C’est la vraie descente du Christ aux enfers. C’est pourquoi nous devons soutenir et défendre, en opposition aux papistes, ce qui est certain, à savoir que le Christ est descendu aux enfers de la manière et dans le sens que nous avons exposés ici. Si quelqu’un, cependant, est capable de se défendre et d’établir le fait qu’il est descendu dans un sens différent, c’est bien. Quant à moi, je ne peux pas.[…]

2. QUELS SONT LES FRUITS DE LA DESCENTE DU CHRIST AUX ENFERS ?

Le Christ est descendu aux enfers :

  1. Afin que nous n’y descendions pas, et qu’il nous délivre de l’angoisse éternelle et des tourments de l’enfer.
  2. Pour qu’il nous emmène avec lui au paradis.

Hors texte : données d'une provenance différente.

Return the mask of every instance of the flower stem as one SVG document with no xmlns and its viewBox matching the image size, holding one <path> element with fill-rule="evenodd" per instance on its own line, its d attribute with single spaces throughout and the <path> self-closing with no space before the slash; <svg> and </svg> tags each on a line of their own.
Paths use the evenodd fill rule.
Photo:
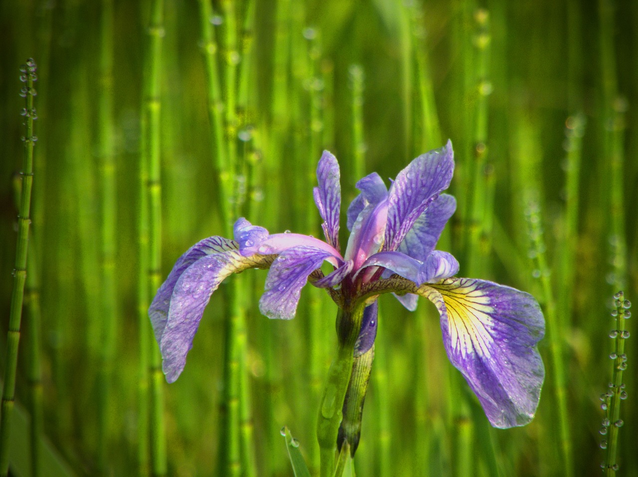
<svg viewBox="0 0 638 477">
<path fill-rule="evenodd" d="M 320 477 L 332 477 L 335 469 L 337 436 L 343 418 L 343 401 L 350 381 L 354 360 L 354 346 L 361 327 L 365 305 L 339 309 L 337 315 L 337 353 L 328 371 L 317 420 Z"/>
<path fill-rule="evenodd" d="M 9 330 L 7 332 L 6 357 L 4 368 L 4 387 L 3 388 L 1 415 L 0 415 L 0 475 L 6 476 L 9 471 L 9 443 L 10 429 L 9 423 L 13 412 L 15 399 L 15 377 L 18 367 L 18 345 L 20 342 L 20 330 L 22 318 L 22 302 L 24 298 L 24 284 L 27 279 L 27 251 L 29 246 L 29 226 L 31 224 L 31 186 L 33 184 L 33 146 L 37 138 L 33 135 L 33 121 L 36 112 L 33 108 L 33 98 L 37 94 L 33 82 L 37 79 L 35 62 L 29 59 L 20 71 L 20 80 L 26 86 L 22 89 L 21 96 L 25 98 L 25 135 L 22 138 L 24 150 L 22 158 L 22 187 L 18 212 L 18 238 L 15 253 L 15 267 L 13 269 L 13 290 L 11 297 L 11 311 L 9 315 Z"/>
</svg>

Croire au Christ qui est descendu aux enfers, c’est croire qu’il a soutenu pour nous, dans sa propre âme, des agonies et des douleurs infernales, et cette ignominie extrême qui attend les impies en enfer, afin que nous ne puissions jamais y descendre, ni être contraints de souffrir les souffrances et les tourments, que tous les démons et les réprobates ne cessent de subir en enfer ; au contraire, nous pourrions plutôt monter avec lui au ciel, et y jouir avec lui du plus grand bonheur et de la gloire à toute éternité. C’est le fruit et le bénéfice de cet article de la descente du Christ aux enfers.